Revista de Sociologia e Política
On-line version ISSN 1678-9873
GAMA, Carlos Frederico and LOPES, Dawisson Belém. "Loves me, loves me not": discursive ambivalence in canonic evaluation of UN performance. Rev. Sociol. Polit. [online]. 2009, vol.17, n.33, pp. 157-173. ISSN 1678-9873. http://dx.doi.org/10.1590/S0104-44782009000200012.
In this essay, we question certain evaluations - which, we believe, are canonic in International Relations - of United Nations performance. This organization has, since its origins, been simultaneously considered both as "chronically inefficient" and as demonstrating "exemplary efficiency". In order to show this, we employ two types of "episteme": the first, manifesting itself in articles that have been published since the United Nations was founded in 1945, takes a systematic look at the supposed "crisis" of the entity; the second is related to the reiterated attribution of the Nobel Peace Price to the U.N. over the course of the last six decades, for its alleged contributions to promoting peace and international security. From our point of view, this bipolar evaluation of U.N. performance reproduces a pattern for analysis of international organizations that is common to the rest of the academic discipline of International Relations. The United Nations is praised and criticized from the vantage point of that which can be considered the institutional formula of modern politics por excellence:: the national sovereign State.
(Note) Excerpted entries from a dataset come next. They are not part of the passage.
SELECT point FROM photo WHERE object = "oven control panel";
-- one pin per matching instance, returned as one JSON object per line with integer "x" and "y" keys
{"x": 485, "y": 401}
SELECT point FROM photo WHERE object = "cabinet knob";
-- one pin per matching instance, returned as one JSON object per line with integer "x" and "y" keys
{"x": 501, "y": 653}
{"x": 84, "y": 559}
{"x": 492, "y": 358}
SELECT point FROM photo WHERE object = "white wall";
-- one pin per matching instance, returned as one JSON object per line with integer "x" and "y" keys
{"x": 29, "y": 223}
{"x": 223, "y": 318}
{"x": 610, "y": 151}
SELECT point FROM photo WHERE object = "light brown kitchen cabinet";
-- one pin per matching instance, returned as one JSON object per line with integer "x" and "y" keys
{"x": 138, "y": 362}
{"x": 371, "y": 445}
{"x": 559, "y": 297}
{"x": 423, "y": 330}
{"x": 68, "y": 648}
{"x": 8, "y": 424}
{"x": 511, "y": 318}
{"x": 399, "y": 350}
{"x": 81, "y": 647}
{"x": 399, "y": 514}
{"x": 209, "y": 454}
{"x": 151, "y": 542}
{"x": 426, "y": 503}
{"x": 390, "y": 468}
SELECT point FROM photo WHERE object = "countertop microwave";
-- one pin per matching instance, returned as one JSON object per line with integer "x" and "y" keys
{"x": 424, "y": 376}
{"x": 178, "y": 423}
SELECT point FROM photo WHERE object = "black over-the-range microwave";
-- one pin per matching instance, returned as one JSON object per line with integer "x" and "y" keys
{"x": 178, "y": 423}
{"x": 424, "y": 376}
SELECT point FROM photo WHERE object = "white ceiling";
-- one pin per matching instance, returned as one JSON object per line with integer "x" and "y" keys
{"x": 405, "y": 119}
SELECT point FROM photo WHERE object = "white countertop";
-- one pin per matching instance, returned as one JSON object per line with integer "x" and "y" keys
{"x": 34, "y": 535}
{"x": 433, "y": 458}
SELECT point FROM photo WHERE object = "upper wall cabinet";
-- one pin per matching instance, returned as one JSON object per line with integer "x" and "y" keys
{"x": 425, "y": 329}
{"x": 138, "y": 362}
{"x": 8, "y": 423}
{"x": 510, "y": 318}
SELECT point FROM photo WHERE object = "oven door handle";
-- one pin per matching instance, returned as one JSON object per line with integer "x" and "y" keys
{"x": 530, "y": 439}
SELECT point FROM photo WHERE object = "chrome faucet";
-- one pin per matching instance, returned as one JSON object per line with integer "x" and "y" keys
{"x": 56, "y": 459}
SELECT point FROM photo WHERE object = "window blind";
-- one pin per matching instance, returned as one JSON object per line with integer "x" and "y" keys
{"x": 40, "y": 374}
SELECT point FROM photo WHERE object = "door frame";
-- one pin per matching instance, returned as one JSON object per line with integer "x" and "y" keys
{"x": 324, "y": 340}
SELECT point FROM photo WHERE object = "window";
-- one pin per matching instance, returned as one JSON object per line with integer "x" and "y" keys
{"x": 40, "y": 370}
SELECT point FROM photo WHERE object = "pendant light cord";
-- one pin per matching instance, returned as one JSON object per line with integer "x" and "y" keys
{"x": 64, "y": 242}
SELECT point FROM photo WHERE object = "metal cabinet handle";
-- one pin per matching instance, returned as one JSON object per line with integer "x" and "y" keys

In conclusion, we argue that to evaluate the United Nations of the year 2006 from the vantage point of 1945 is dangerously inappropriate. The very standard concept of State demands, today, a redefinition of terms - in order to absorb the historical and social changes that have occurred over time. The challenge, therefore, is to offer perspectives for a new theoretical framework for looking at the United Nations - which, ideally, would be freed from the side-effects produced by the approach we call "methodological Statism".
Keywords : United Nations Organization; International Relations; the modern State; Nobel Peace Prize; crisis of the United Nations.